Liturgia Pagã

 

A arte de saber olhar

Exaltação da Santa Cruz (ano A)

1ª leitura: Livro dos Números,21,4b-9

2ª leitura:  Carta de S. Paulo aos Filipenses, 2, 6-11

Evangelho: S. João,3,13-17

 

O povo de Israel andava tão farto de sofrer a caminho da «terra prometida», que já só desejava nunca ter saído do Egipto. (Quem não sentiu este tipo de cansaço e revolta ao longo da vida?) Ainda por cima, foi alvo das serpentes venenosas do deserto. Diz a Bíblia que isto foi castigo de Deus – um modo de ver as coisas próprio de um fraco nível religioso e que Jesus considerou  claramente errado (por ocasião de várias curas e até no evangelho de hoje). Foi então que Moisés, inspirado por Deus, levantou um poste com uma serpente de bronze – e quem soubesse olhar para ela ficava curado.

Continuamos no nível mágico ou supersticioso do comportamento religioso. Ao fazer-se o paralelo com a cruz donde pendia Jesus, corre-se também este perigo. Mas o próprio evangelho de João nos avisa: é salvo quem acredita em Jesus – e não quem levanta os olhos para ver um objecto interessante. Ao longo dos tempos, a cruz até se tornou um objecto de arte – mas nem toda a gente tem a arte de saber olhar para ela.

Em si, a cruz não passa de um infame instrumento de tortura até à morte, o mais vergonhoso e doloroso castigo para toda a espécie de delinquentes. A isto foram sensíveis as primeiras gerações cristãs, de tal modo que só na Idade Média é que se tornou comum representar Jesus numa cruz. Era e é de facto difícil ver nela um sinal de salvação.

A cruz foi imposta a Jesus como castigo «adequado» para a sua visão e comportamento demasiado inovadores e censuradores da estreiteza religiosa e moral (os visados facilmente politizaram a questão, para que fosse possível a condenação à morte). Mas muito cedo (como se lê em S. Paulo), «cruz» e «ressurreição» constituíram as duas faces da mesma moeda: até com a morte mais degradante, Jesus não foi aniquilado mas entrou no mistério de Deus. O Messias crucificado suscita, aliás, perturbadores «porquês», tornando-se sinal da «inversão dos valores», necessária para que a justiça seja feita «na terra como no céu», isto é, com o ideal de perfeição e justiça de que somos capazes, se não nos ficarmos pelos «prazeres imperfeitos» – de vistas curtas, mesquinhas e interesseiras.

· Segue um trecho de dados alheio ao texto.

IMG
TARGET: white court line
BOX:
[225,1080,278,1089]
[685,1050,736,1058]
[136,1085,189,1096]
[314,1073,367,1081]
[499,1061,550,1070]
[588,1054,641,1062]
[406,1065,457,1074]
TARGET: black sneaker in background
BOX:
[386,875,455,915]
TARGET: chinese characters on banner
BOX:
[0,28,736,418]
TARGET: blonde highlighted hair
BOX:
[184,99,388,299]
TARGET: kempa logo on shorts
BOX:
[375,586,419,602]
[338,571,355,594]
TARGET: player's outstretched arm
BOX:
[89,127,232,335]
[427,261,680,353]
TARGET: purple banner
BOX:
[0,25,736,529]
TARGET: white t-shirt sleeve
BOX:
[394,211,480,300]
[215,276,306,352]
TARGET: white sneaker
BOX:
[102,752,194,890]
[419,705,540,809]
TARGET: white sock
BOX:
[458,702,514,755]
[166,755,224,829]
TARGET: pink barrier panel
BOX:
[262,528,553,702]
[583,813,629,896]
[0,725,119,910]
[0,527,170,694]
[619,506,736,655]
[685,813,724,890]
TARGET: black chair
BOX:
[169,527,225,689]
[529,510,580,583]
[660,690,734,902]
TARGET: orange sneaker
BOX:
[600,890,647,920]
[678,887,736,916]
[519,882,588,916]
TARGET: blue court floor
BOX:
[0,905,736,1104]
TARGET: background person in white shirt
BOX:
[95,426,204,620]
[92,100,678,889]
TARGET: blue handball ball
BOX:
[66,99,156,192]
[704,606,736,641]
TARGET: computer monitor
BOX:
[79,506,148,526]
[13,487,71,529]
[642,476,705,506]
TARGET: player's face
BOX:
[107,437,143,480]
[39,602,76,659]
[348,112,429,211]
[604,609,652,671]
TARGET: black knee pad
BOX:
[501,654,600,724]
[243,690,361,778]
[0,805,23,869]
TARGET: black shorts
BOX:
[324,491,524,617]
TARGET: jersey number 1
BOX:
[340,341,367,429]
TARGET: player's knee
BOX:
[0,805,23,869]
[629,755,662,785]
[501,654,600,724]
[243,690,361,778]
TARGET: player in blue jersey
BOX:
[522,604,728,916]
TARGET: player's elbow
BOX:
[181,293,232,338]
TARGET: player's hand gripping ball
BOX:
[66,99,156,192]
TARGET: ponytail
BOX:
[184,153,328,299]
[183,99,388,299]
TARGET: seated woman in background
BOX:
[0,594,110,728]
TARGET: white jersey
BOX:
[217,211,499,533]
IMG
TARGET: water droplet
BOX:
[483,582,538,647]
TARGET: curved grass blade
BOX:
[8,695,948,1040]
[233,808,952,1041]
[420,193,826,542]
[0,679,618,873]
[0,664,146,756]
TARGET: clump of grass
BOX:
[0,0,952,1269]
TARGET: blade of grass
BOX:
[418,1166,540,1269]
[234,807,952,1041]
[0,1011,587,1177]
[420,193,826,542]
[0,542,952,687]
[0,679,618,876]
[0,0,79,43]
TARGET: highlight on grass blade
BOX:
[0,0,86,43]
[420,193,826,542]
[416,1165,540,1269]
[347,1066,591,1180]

Não é por se ser muito rico, poderoso ou saudável, que deixamos no mundo uma acção salutar. Como também não é por se ter uma vida humilde e sofredora. Jesus alertou para a tentação de egoísmo e até maldade, que pode atacar mais fortemente quem possui muitos «bens». Mas a pessoa mais humilde ou de qualquer idade e estatuto também tem outros «bens». Uns e outros só colaboram na salvação do mundo se tiverem «a arte de saber olhar» para o que é de facto o «bem comum», trabalhando em plano de igual dignidade.

Em todos os que sofrem podemos ver o «sinal da cruz». Com a arte de para eles saber olhar, o sofrimento acalma e somos incitados a procurar soluções cada vez mais eficazes.

A «exaltação da cruz» é uma festa muito antiga: restos da «vera cruz» («verdadeira cruz») terão sido encontrados no ano 326, pela mãe do imperador Constantino I (santa Helena). Roubada por invasores persas em 614, foi recuperada definitivamente em 628, e os seus fragmentos (relíquias) dispersaram-se pela cristandade.

Mas já no séc. VIII, o 2º Concílio de Niceia advertia que a adoração só é devida a Deus. Uma cruz sem Cristo evoca tortura e não a vitória progressiva sobre o sofrimento nem a descoberta final do mistério de Deus – que é o mistério da vida. Em si, o sofrimento não é bom, nem os seres humanos podem ter sido feitos para o sofrimento (neste ou noutro mundo). O miserabilismo da vida não é cristão. Sem «ressurreição», ou vitória sobre o mal, a cruz não podia ter o valor que lhe damos.